Physical Reinforcement Learning
This work addresses the challenge of energy-efficient and robust autonomous agents in uncertain environments, though it is incremental as it adapts existing methods to a new type of network.
The paper tackled the problem of adapting analog Contrastive Local Learning Networks (CLLNs) for reinforcement learning, demonstrating success on two simple RL tasks using Q-learning adapted for simulated CLLNs, which are inherently low-power and robust to damage.

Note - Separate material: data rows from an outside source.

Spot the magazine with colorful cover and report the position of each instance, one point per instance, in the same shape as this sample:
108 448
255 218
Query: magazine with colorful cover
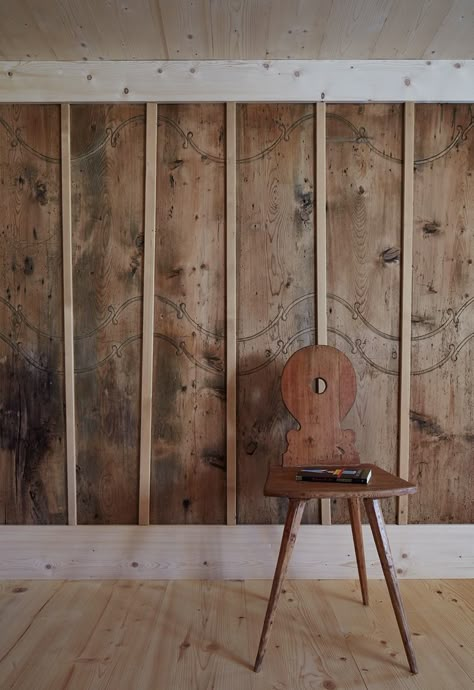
350 475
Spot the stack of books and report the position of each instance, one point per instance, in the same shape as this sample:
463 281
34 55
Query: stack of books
350 475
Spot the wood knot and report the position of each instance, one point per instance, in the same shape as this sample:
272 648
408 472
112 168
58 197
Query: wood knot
391 255
431 228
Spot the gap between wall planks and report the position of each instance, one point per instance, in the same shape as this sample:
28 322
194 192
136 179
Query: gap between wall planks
148 312
321 252
406 304
231 313
66 217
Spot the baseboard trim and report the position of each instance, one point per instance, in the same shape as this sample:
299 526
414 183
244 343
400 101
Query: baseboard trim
223 552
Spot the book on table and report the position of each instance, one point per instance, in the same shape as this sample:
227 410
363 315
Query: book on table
349 475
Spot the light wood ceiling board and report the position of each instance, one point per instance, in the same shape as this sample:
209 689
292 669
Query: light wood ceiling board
239 28
456 34
353 27
182 81
410 28
186 28
297 28
20 37
235 29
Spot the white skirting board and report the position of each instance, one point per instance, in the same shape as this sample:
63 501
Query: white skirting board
226 552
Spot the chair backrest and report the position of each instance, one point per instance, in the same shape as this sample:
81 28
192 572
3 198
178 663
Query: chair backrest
319 387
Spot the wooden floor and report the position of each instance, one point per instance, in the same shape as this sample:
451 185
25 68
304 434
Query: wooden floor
191 635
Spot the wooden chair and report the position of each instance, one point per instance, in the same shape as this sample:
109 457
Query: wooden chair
319 388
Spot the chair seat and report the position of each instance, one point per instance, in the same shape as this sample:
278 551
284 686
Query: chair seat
281 481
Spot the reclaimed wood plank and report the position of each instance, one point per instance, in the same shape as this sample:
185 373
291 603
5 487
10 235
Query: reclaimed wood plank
364 234
188 451
32 419
108 149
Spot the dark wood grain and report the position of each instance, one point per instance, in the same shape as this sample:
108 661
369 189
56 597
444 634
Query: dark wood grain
442 398
318 386
275 248
32 424
376 521
356 526
188 435
364 189
290 532
107 216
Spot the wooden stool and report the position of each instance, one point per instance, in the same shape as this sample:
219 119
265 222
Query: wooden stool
319 387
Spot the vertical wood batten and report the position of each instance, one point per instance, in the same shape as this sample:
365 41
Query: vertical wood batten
148 312
231 314
406 305
66 218
320 254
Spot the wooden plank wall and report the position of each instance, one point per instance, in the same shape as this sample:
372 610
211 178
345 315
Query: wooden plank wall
364 234
442 386
32 424
107 148
275 255
188 459
274 275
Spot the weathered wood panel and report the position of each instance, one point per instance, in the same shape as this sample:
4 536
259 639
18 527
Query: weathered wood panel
275 249
32 443
108 146
188 436
364 186
442 390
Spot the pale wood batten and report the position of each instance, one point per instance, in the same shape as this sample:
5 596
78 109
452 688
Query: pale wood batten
242 81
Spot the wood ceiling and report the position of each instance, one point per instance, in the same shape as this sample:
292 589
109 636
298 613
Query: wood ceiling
236 29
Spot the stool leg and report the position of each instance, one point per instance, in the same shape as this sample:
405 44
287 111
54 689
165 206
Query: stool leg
374 513
356 524
293 521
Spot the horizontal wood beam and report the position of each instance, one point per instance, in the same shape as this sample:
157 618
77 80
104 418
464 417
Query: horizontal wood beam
245 81
225 552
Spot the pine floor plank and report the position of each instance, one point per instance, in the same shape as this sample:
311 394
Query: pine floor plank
112 654
450 616
200 640
191 635
39 661
20 603
307 649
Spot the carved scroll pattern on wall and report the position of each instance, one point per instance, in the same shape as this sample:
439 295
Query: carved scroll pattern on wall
275 166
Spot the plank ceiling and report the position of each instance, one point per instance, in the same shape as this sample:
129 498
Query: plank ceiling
236 29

Digital computers are power-hungry and largely intolerant of damaged components, making them potentially difficult tools for energy-limited autonomous agents in uncertain environments. Recently developed Contrastive Local Learning Networks (CLLNs) - analog networks of self-adjusting nonlinear resistors - are inherently low-power and robust to physical damage, but were constructed to perform supervised learning. In this work we demonstrate success on two simple RL problems using Q-learning adapted for simulated CLLNs. Doing so makes explicit the components (beyond the network being trained) required to enact various tools in the RL toolbox, some of which (policy function and value function) are more natural in this system than others (replay buffer). We discuss assumptions such as the physical safety that digital hardware requires, CLLNs can forgo, and biological systems cannot rely on, and highlight secondary goals that are important in biology and trainable in CLLNs, but make little sense in digital computers.